Şerafettin Özdemir

Şerafettin Özdemir

Mail: kursadalperen@live.nl

8 MART DÜNYA KADINLAR GÜNÜ VE KADINLARIMIZ!.. 

     " ....Siz ey iman edenler! Topyekün günahları terk edip Allah'a yönelin ki, mutluluk ve kurtuluşa erebilesiniz." ( ( Nur sûresi, âyet 31) 

     Yani, bu ayeti kerime mealinden anlıyoruz ki, kadınlar, cinsel cazibelerini kullanarak karşı cinsi tahrik etmesinler. Burada kadından, iffetini koruyacak erkeklere , onları tahrik etmeyerek yardımcı olması istenmektedir.

      Bu giriş bölümünden sonra, asıl gündemi değerlendirmek, enine-boyuna mes'eleye yaklaşmak, irdelemek istiyorum:  Tabii ki, dünya kadınları 8 Mart kadınlar gününü istedikleri şekilde, pervasızca kullanabilirler. 

      Bu günü istedikleri ortamda kutlayabilir, arzularına göre keyif sürebilirler. İçkilerini  içebilir, sarhoş olabilir, dans, eğlence, kucaktan kucağa fink atarak bu günü istedikleri şekilde kutlayabilirler. 

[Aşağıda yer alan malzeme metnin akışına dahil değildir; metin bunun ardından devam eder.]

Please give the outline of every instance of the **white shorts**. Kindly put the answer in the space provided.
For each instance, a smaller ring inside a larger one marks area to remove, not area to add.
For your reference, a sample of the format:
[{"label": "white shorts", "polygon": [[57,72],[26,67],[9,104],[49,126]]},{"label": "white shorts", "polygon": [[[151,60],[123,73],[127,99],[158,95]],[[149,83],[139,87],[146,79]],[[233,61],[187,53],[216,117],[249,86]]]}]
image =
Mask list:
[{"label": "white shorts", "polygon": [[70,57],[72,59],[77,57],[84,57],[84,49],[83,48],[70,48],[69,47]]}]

      Onlar için bir yaptırım, bir günahı kebair mevzu bahis değildir. Arzu ettikleri şekilde, yürüyüş yapabilir, filört edebilir, dans, faşing proğamlarını, bedenlerinii dinlendirmek adına yoga seanslarını devam ettirebilirler. 

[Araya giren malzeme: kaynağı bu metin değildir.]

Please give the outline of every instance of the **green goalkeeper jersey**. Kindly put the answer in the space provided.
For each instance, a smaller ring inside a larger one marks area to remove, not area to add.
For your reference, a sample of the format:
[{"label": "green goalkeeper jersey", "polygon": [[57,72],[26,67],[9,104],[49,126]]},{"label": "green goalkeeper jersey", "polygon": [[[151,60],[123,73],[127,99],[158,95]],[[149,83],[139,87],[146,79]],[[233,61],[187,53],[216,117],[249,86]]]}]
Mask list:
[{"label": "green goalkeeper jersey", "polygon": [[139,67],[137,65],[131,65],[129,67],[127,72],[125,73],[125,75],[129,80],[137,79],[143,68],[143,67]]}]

      Lakin, Müslüman kadınların proğramları böyle midir? Hayır!.. Müslüman hanımların böylesi bir proğramları bulunmamaktadır. Onlar, namazlarını kılarlar, Kur'an talimi yaparlar, onu anlamaya, onun emirleri istikametinde yaşamaya çalışırlar. 

     Ama, ne hazindir ki, Müslüman hanımlar, İslami hak ve hukuklarını tam olarak elde etmiş değildirler. Geleneksel baskılar, atalarcı görenekler, söz konusu haklarını elde etmeye mani ve engeldir!..

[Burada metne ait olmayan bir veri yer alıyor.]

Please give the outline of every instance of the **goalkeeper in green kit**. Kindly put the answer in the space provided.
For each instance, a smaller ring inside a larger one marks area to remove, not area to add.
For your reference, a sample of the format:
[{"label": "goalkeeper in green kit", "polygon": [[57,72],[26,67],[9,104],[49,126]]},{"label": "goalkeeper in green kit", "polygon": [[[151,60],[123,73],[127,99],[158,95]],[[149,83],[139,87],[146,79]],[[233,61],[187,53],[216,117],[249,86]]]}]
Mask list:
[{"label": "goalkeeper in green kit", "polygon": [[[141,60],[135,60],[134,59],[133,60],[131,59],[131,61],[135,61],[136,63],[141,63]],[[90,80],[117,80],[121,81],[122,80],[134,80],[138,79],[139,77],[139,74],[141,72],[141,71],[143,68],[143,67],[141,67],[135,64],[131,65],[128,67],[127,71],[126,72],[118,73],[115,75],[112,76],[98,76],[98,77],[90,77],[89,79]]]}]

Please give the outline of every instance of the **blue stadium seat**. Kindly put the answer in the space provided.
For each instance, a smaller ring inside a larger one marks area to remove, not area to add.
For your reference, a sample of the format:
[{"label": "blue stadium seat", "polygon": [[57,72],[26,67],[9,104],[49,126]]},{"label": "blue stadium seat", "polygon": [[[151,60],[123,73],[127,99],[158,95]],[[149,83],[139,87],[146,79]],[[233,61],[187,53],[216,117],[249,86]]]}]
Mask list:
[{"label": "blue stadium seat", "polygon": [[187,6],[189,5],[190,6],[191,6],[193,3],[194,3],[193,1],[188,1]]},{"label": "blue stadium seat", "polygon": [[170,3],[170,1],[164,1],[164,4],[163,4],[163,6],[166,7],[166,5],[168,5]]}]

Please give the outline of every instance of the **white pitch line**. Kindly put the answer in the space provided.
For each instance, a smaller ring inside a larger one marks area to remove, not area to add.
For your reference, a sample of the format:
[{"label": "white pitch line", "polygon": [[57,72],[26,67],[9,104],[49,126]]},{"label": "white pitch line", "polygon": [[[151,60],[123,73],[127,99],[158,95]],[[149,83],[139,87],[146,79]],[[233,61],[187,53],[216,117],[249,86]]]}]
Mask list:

      Hanımlarımız, teravih namazlarına özendirilir iken, en başta gelen hak ve hukukları, kulluk hakları olan cuma namazı, bayram namazları ve cenaze namazlarına katılamazlar. 

     Katılırlar ise ne olur? İşte, gelenekçi, " kıyamet koparıcı" toplumlar ve kesimler tarafından tu-kaka edilerek, büyük günaha giriftar oldukları sanılır.  Oysa, Asr-ı Saadet dönemine gidildiğinde böyle bir problemin olmadığı, kadınlar da erkekler gibi cumaya katılıyor, sefere çıkıyor cenk meydanına yürüyor, harp alanlarında yara sarıyor, arzu ve isteklerini dobra dobra Rasulullah (sav)'e duyura biliyordu. 

      Bu mevzularda, 21 nci asırda bile, kos koca kurum ve kuruluş olan Diyanet İşleri Başkanlığı bile görev üstlenmekten kaçıyor, kadınların kulluk yapmalarına engel olunmaktadır. " Kadının en güzel mescidi, evinin karanlık köşesi" yanlış, ilkel fikrinden kurtulamıyor. 

     Halbu ki, bu yanlış düşünce ne Asr-ı Saadette, nede halifeler döneminde tatbik edilir bir yaşam tarzı değildi. Bu hurafeci tutum, Beni Ümeyye yani, Muaviye döneminde başlatılmış, gittikçe. git gide çöreklenmiş ve günümüz dünyasında bir şeyhe bağlanmaya, onun elini, eteğini öpmeye kadar yoğunlaşmıştır. 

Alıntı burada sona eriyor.